Legendary singer-songwriter turns up in Eddie Wilson’s memoir of the 1970s.


Eddie Wilson‘s long-awaited book, “Armadillo World Headquarters,” written with Jesse Sublett, is packed with well-told stories. With their permission, we are sharing some of the choice yarns over the course of a few weeks.

The Austin spot at South First Street and Barton Springs Road was known for more than music, beer and other recreational substances. Food was central to its identity. Many of the stories in the book revolve around the kitchen, where visiting musicians often gravitated.
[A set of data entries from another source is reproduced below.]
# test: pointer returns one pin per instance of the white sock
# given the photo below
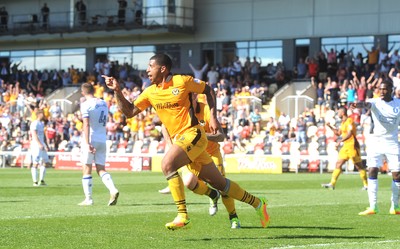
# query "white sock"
(373, 193)
(106, 178)
(395, 193)
(87, 186)
(34, 174)
(42, 172)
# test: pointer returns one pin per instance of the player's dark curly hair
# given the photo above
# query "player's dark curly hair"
(162, 60)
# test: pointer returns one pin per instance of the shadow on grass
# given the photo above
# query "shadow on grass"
(11, 201)
(160, 204)
(299, 236)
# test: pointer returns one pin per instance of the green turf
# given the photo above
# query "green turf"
(302, 214)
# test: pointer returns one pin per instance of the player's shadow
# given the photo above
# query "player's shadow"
(162, 204)
(299, 236)
(303, 227)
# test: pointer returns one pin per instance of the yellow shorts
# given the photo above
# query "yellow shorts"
(194, 143)
(352, 153)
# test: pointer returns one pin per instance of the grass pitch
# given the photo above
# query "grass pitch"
(302, 214)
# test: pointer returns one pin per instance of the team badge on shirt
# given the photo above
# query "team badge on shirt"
(175, 91)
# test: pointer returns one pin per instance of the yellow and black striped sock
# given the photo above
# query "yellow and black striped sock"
(363, 176)
(335, 176)
(232, 189)
(201, 188)
(229, 204)
(176, 186)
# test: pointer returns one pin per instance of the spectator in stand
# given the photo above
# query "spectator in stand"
(394, 58)
(3, 19)
(350, 88)
(322, 66)
(45, 11)
(80, 8)
(122, 4)
(271, 127)
(198, 72)
(213, 77)
(283, 121)
(237, 66)
(55, 110)
(75, 139)
(254, 68)
(301, 130)
(312, 67)
(373, 56)
(255, 121)
(301, 69)
(145, 80)
(320, 90)
(334, 94)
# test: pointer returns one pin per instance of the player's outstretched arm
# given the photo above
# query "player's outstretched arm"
(209, 92)
(127, 108)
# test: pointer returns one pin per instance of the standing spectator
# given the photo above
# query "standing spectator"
(3, 19)
(255, 121)
(80, 7)
(301, 69)
(312, 67)
(320, 89)
(334, 94)
(55, 110)
(137, 8)
(5, 71)
(213, 77)
(94, 114)
(122, 4)
(394, 58)
(38, 149)
(373, 56)
(254, 68)
(323, 67)
(301, 130)
(45, 16)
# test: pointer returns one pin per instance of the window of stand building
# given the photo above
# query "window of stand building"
(73, 56)
(265, 51)
(348, 44)
(26, 57)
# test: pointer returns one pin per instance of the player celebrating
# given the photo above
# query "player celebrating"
(383, 142)
(94, 113)
(349, 150)
(38, 149)
(170, 97)
(198, 186)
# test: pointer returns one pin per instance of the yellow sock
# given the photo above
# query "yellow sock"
(335, 176)
(232, 189)
(363, 176)
(175, 184)
(229, 204)
(201, 188)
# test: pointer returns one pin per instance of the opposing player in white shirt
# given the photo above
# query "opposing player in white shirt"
(94, 114)
(38, 149)
(383, 143)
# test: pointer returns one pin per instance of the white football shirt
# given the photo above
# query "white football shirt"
(97, 111)
(38, 126)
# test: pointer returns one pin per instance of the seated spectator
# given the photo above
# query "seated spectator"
(255, 121)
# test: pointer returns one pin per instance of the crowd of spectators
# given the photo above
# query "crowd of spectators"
(24, 91)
In this case, legendary singer-songwriter Van Morrison presented a humorous conundrum for Wilson’s crew:

“We were pleased as punch that Van Morrison chose the Armadillo to kick off his Caledonia Soul Express tour in January 1974. Van was big box office at the time, and to cover the premium price we paid to get him, we raised the cover to $3 for his show. All three nights sold out.
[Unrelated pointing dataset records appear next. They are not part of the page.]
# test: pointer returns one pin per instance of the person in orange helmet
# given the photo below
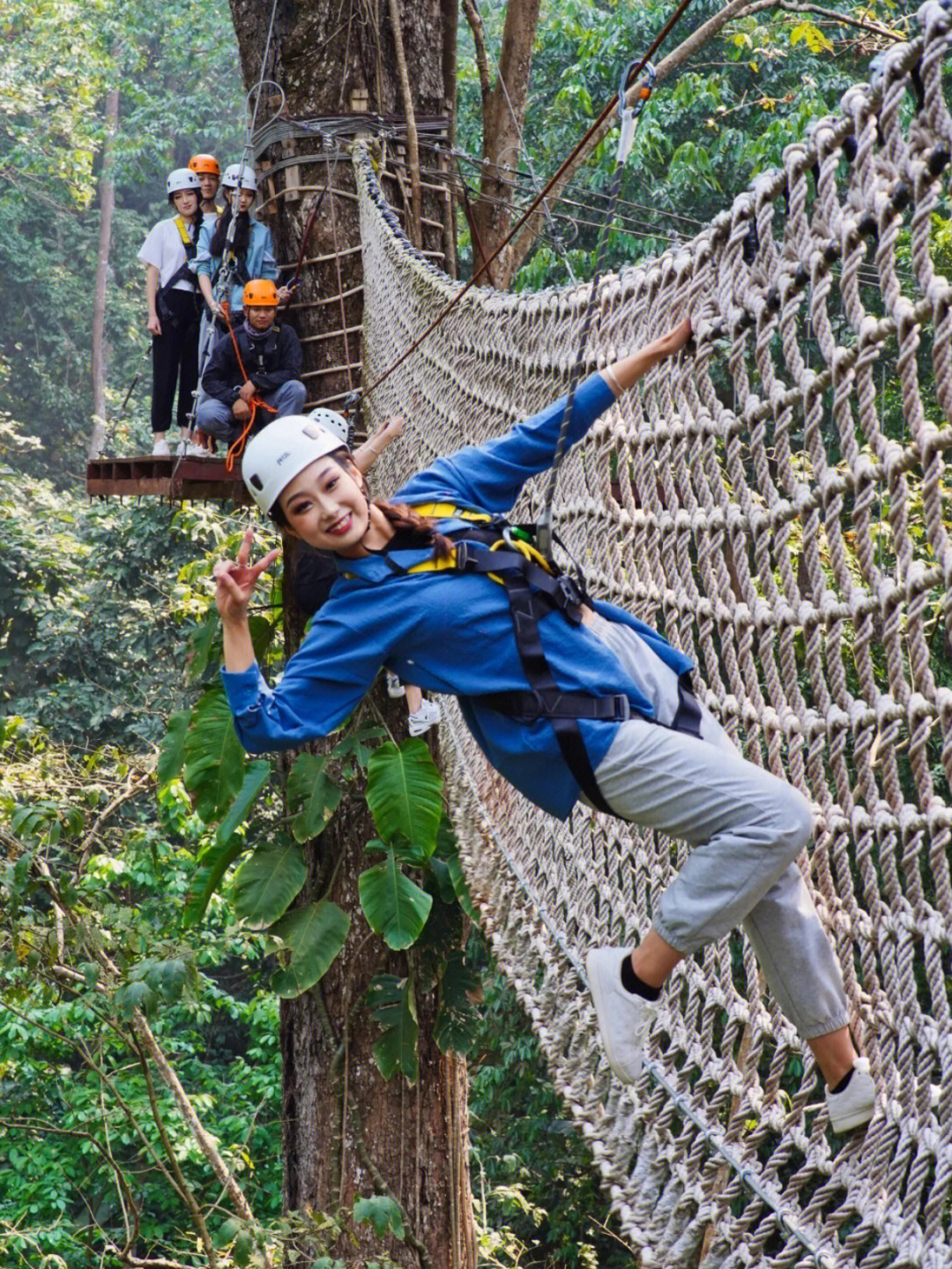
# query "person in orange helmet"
(210, 174)
(266, 369)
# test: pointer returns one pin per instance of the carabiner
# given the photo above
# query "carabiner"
(629, 115)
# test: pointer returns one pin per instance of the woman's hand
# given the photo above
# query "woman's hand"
(671, 343)
(236, 581)
(627, 372)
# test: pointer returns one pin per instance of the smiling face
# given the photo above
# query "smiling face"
(185, 202)
(210, 185)
(261, 317)
(326, 505)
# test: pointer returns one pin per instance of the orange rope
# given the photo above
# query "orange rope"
(237, 447)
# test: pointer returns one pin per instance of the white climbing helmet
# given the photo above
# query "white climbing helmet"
(280, 451)
(240, 175)
(182, 178)
(332, 422)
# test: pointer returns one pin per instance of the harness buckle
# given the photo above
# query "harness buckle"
(568, 598)
(465, 557)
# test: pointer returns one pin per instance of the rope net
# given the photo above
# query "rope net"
(775, 505)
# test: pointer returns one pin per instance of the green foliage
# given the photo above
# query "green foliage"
(65, 1037)
(393, 1006)
(313, 792)
(315, 937)
(538, 1199)
(266, 884)
(394, 907)
(381, 1212)
(404, 792)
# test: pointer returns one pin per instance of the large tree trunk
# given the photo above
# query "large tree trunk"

Van was supernaturally gifted and more than a little eccentric, but we did our best to keep him comfortable and happy. Genie and I even put him up at our house. During his entire stay in Austin, a young, attractive female companion did all his talking for him. She was introduced as his ‘masseuse and interpreter.’ A typical interaction went like this:

‘Van would like an omelet,’ said the interpreter

‘OK, I’ll be glad to make Van an omelet,’ I said.
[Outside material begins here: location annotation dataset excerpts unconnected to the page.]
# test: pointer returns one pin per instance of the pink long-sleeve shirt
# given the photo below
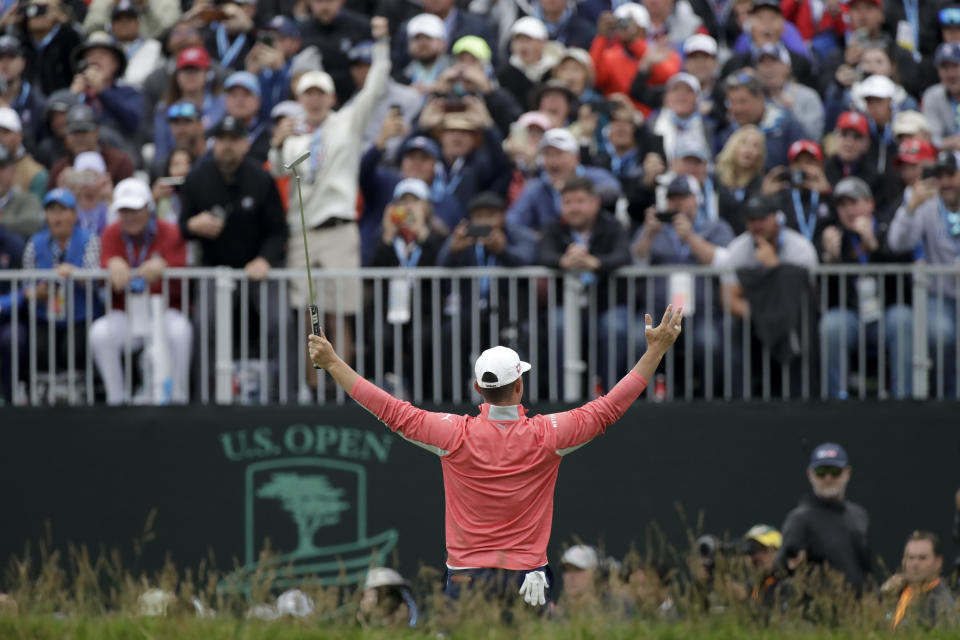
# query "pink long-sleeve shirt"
(499, 468)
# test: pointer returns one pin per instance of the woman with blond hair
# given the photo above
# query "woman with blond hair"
(739, 173)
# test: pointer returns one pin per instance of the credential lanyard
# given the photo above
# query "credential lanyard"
(807, 224)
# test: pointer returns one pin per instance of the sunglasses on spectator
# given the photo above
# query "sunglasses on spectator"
(950, 17)
(822, 472)
(184, 111)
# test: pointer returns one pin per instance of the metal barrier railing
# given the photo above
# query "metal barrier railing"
(886, 331)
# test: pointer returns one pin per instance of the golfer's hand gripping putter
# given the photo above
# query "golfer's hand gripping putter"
(312, 308)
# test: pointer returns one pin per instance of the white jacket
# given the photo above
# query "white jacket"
(329, 176)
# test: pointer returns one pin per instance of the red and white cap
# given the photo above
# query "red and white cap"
(853, 120)
(804, 146)
(500, 365)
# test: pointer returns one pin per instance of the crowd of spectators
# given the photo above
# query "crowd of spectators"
(759, 136)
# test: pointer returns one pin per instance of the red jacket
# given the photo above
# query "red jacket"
(617, 64)
(800, 14)
(168, 244)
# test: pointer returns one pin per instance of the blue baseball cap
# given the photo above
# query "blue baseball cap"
(60, 196)
(284, 25)
(361, 52)
(828, 454)
(948, 52)
(243, 79)
(421, 143)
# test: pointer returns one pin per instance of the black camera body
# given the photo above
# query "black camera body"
(666, 217)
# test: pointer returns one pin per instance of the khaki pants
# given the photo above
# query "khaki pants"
(330, 248)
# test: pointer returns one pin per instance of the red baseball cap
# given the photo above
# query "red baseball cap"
(915, 151)
(805, 146)
(193, 57)
(853, 120)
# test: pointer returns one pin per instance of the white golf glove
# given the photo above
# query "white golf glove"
(534, 587)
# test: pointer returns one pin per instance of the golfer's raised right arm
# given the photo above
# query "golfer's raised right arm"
(578, 426)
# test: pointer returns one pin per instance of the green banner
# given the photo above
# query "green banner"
(331, 490)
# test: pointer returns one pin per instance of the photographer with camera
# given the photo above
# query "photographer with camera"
(485, 239)
(802, 189)
(923, 598)
(859, 236)
(100, 62)
(930, 217)
(677, 235)
(826, 531)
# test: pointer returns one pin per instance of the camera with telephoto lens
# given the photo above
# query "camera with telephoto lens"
(710, 546)
(29, 11)
(666, 217)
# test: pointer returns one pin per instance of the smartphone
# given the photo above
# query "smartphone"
(479, 230)
(666, 216)
(266, 37)
(212, 14)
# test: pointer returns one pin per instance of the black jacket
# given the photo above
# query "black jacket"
(256, 224)
(835, 534)
(334, 41)
(50, 68)
(608, 242)
(776, 307)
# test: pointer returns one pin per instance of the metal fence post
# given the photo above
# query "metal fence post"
(573, 365)
(223, 334)
(921, 355)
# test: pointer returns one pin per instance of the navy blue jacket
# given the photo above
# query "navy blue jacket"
(11, 253)
(376, 185)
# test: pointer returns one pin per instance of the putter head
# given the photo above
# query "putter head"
(293, 165)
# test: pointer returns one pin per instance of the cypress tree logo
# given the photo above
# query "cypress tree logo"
(311, 510)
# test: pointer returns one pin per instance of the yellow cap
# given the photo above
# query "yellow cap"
(765, 535)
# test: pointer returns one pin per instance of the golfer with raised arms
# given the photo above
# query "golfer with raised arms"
(500, 467)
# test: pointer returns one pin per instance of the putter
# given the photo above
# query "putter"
(312, 307)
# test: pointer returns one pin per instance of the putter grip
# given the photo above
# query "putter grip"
(314, 322)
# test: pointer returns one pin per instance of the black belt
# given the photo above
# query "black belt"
(330, 223)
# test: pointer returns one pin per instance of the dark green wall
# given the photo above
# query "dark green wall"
(95, 474)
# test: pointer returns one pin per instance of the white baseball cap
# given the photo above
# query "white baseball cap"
(426, 24)
(503, 363)
(411, 186)
(383, 577)
(9, 120)
(581, 556)
(684, 78)
(633, 11)
(530, 27)
(90, 161)
(316, 80)
(131, 194)
(910, 123)
(560, 139)
(294, 602)
(700, 42)
(877, 86)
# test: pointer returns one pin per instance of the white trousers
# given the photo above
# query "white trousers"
(108, 339)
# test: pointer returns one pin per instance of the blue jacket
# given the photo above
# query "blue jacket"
(120, 108)
(11, 253)
(539, 204)
(82, 251)
(780, 130)
(376, 185)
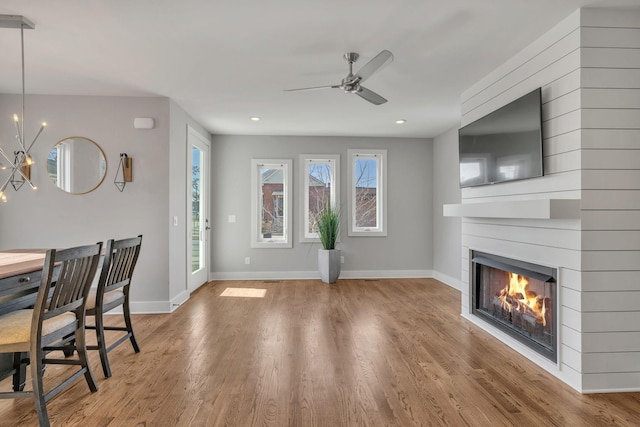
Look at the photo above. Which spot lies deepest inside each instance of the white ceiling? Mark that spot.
(224, 61)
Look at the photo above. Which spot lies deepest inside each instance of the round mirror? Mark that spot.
(76, 165)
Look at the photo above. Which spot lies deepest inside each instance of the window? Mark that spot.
(271, 205)
(367, 192)
(320, 185)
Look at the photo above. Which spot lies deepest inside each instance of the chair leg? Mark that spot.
(127, 321)
(20, 371)
(36, 368)
(102, 344)
(81, 348)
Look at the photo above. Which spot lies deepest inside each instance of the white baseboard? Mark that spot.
(302, 275)
(160, 307)
(179, 299)
(448, 280)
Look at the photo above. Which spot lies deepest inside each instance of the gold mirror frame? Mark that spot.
(83, 161)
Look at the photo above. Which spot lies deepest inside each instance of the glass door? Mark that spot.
(197, 209)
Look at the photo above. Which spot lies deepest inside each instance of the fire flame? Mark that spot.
(516, 297)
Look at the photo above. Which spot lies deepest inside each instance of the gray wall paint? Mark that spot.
(447, 238)
(49, 217)
(408, 246)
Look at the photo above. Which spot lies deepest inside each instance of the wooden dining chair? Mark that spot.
(113, 291)
(57, 318)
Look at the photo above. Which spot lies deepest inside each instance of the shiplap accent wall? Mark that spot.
(610, 109)
(589, 69)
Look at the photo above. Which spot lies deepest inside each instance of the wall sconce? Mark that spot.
(22, 171)
(124, 173)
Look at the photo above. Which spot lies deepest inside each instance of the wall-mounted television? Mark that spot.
(505, 145)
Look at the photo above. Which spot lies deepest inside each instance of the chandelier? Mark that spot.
(19, 162)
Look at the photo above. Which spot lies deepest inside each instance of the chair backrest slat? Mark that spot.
(119, 263)
(77, 268)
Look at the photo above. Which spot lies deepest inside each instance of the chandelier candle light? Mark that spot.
(21, 163)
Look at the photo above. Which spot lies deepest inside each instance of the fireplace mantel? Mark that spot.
(523, 209)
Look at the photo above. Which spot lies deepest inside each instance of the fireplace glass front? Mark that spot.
(517, 297)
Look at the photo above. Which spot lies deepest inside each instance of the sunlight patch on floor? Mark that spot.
(244, 292)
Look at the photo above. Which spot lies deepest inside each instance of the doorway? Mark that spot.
(198, 209)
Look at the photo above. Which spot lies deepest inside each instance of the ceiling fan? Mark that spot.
(352, 82)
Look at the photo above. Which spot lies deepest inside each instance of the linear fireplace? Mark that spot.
(520, 298)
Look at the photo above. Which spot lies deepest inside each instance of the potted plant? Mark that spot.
(328, 226)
Whisper, whisper, whisper.

‘Van would like me to make his omelet,’ said the interpreter.

‘Sure thing. No problem.’

It was a weird three days and nights.

Looking back on all of this, it almost seems preordained that the former lead singer of the band, Them, who popularized the durable-as-a-hammer songs ‘Gloria’ and ‘Here Comes the Night,’ would be knighted in 2015 by Queen Elizabeth. His full title became Sir George Ivan Morrison OBE (Order of the British Empire).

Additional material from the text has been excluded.